Oh, “we loved your books when we were kids” or “I wouldn’t be a writer today if it wasn’t for you” — I mean, wonderful things! That’s why I’m there. It’s really good for my ego. And I had all these people asking me for Fear Street. So one night on I just decided to be honest and I said, “You know, I thank you for all your interest in Fear Street but after all this time I really don’t think any publisher would be interested.”
And then I got this tweet from Kat [Brzozowski] from [Thomas Dunne, an imprint of] St. Martin’s Press who said, “Well, I’d be interested. Why don’t we talk?” Like 10 minutes later! We had lunch and I said I would love to do a bunch of them. And now it’s happening — all because of Twitter.
Your new book Party Games has been described as Fear Street for the 21st century. What does that mean?
People aren’t walking around with Walkmans or something. I try to keep up with things, you know. [But] I think horror doesn’t change. I always say the fears don’t change at all. It’s just the technology changes and the way we talk to people changes. But the fears — being afraid of the dark, being afraid that someone is lurking under your bed or in the closet — those things never change. So in that way, it’s the same old Fear Street I think.
What kind of horror do you like to read? Who are your horror idols?
I think Stephen King is a great storyteller and I think he’s written a couple of horror novels that are just amazing. Pet Semetary is just a favorite of mine. I think I’ve stolen that plot at least four or five times! And Misery, that’s an amazing book, I think.

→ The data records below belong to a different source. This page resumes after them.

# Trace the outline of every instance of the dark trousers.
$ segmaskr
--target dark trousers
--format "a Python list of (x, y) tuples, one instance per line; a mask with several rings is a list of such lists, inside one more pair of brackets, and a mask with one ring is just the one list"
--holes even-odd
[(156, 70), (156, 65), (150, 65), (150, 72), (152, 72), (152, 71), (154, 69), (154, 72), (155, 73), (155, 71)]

Then there’s a Ray Bradbury book that I always recommend to kids. I think it’s an amazingly underrated horror novel and it’s called Something Wicked This Way Comes. It’s very creepy. It’s about this boy in the Midwest — and I grew up in the Midwest, I’m from Ohio — and this boy sneaks out of his house late at night and goes down to this empty lot where a carnival is setting up. He’s just so excited to see this carnival being set up and he doesn’t realize it’s maybe the most evil place on Earth and he’s being drawn into it. It’s wonderful.
YA has also had a resurgence and a newfound popularity with adults. But then you have some naysayers who believe adults shouldn’t be reading books for teenagers. What do you think of that?
Well it started with Harry Potter, didn’t it? I think like 40% of the Harry Potter readers were adults and a huge percentage of the Twilight readers were adult women. I think it’s for a couple of reasons. They’re plot-driven and you get right into the story without all this extra stuff. I think a lot of adults don’t have a lot of time to read or don’t choose to spend a lot of time reading and these books get right to it. I think that’s a big part of it. I wouldn’t say don’t read them. I really don’t think it’s a bad thing. I think it’s a bad thing if kids aren’t reading them. But there are just a lot of talented people in YA fiction these days.
There’s also a tremendous urge not to grow up. It goes back to the world being a scary place. Most adults don’t want to be adults. It’s a way of prolonging childhood. This is very deep for me!
I like it! Do you ever get the feeling that by writing YA you can revel in youth?
In some ways. Writing is sort of a game for me. It’s a challenge to see how many surprises I can get into a book and, at this point, how I can do stories and not repeat myself. And every one of my chapters ends in a cliffhanger, so how to come up with new chapter endings that I haven’t done before.
So there will still be cliffhangers in the new books?
Yes. A lot of writers think it’s a cheap gimmick, but I think it’s a really good way to get kids to keep reading. That’s the whole point of these books — to get people to enjoy reading. That’s really all I care about. It’s all about just discovering how much fun reading can be.